SHA-256 is the standard for most use cases — digital signatures, certificate fingerprints, git commits, file integrity. SHA-512 offers higher security margins at a small speed cost. SHA-1 is deprecated — broken for collision resistance since 2017 (SHAttered attack). Do not use SHA-1 for any security-critical application. Never use MD5 for security.

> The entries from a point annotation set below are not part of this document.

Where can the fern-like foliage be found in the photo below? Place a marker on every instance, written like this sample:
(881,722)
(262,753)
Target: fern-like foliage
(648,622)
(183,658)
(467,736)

Is this tool safe for sensitive data?
Yes. All hashing uses the browser's SubtleCrypto API. No data is sent to any server — this page works fully offline after the initial load. To verify: open DevTools → Network → hash some text → confirm zero outbound requests.
What is HMAC used for?
HMAC (Hash-based Message Authentication Code) signs a message with a shared secret key. Without the key, the signature cannot be reproduced. Common uses: Stripe webhook verification, JWT signing (HS256), API request signing, and password hashing (as part of PBKDF2). Unlike a plain hash, HMAC cannot be pre-computed without the key, preventing rainbow table attacks.
Can two different inputs produce the same hash?
Theoretically yes (that's a "collision") — but SHA-256 has 2²⁵⁶ possible outputs, making deliberate collisions computationally infeasible with current hardware. SHA-1, however, was demonstrated colliding in practice in 2017. For SHA-256 and above, collision resistance is not a practical concern.